The Czech economy has been the main focus of the election campaign. Although the country is in as better state than some of its central European neighbours, its budget deficit urgently needs to be reduced.
Last year the economy shrank by 4.2%, but this year it is expected to grow by 1.4%. Public debt was 35.4% of GDP in 2009, and the budget deficit hit 5.9% of GDP.
Tomas Sedlacek, Chief Macroeconomic Strategist with the CSOB financial group, said the country does have a good social safety net: “The Czech Republic has been for many many years, of the OECD countries, the least likely to get into poverty. The number of people that are at risk of poverty is the lowest, because of our very generous social system.”
Areas like unemployment benefits and pensions are the main target for cuts by the right wing Civic Democratic Party, the ODS. It has said it can halve the budget deficit, getting it under 3% of GDP by 2012 and would balance the budget by 2017.

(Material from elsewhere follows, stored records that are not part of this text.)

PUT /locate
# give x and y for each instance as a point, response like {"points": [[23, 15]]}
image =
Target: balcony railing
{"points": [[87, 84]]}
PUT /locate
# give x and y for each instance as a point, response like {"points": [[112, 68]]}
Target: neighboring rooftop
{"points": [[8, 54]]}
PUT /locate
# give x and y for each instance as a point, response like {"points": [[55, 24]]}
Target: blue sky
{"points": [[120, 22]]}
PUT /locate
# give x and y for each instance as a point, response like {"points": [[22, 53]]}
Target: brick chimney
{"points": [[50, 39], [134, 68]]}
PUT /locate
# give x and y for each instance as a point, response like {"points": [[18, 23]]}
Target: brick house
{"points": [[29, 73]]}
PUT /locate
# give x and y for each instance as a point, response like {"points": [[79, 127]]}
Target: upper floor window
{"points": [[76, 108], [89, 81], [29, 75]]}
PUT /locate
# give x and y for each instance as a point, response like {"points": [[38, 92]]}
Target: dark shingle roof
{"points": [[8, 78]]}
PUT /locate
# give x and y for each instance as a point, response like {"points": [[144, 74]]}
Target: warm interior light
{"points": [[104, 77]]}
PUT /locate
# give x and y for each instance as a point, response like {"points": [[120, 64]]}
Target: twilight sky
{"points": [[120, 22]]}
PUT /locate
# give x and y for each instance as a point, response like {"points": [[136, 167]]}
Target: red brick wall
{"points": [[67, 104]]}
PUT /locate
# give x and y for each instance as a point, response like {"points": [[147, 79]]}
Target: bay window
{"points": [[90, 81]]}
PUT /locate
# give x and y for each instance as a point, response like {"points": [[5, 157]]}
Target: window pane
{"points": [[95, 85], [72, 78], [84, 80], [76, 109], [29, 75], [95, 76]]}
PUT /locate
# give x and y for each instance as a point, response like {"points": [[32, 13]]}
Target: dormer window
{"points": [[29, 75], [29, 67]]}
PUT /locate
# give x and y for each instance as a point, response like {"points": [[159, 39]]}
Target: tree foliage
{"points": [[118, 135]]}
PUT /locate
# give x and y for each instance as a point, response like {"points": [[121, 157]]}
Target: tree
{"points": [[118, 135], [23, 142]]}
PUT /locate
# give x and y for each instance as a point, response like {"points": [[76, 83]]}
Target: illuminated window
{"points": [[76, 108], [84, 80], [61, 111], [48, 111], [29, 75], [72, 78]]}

The Social Democrats of the CSSD promise they could achieve the same but it would take slightly longer. They would do that by raising taxes for the highest wage earners and companies, which they say would allow them to maintain benefits.
The plan is for the country comply with the European Stability Pact, even though the idea of joining the euro has been put on hold indefinitely.
KB Bank analyst Miroslav Frayer told euronews: “The deficit problem has to be sorted out, all the more so as the European Monetary Union is certainly going to toughen up the requirements for admission into the euro zone.”
The new government will also have to step up the fight against corruption. According to Transparency International, corruption in the Czech Republic means the state loses nearly eight billion euros annually, about same amount as the deficit.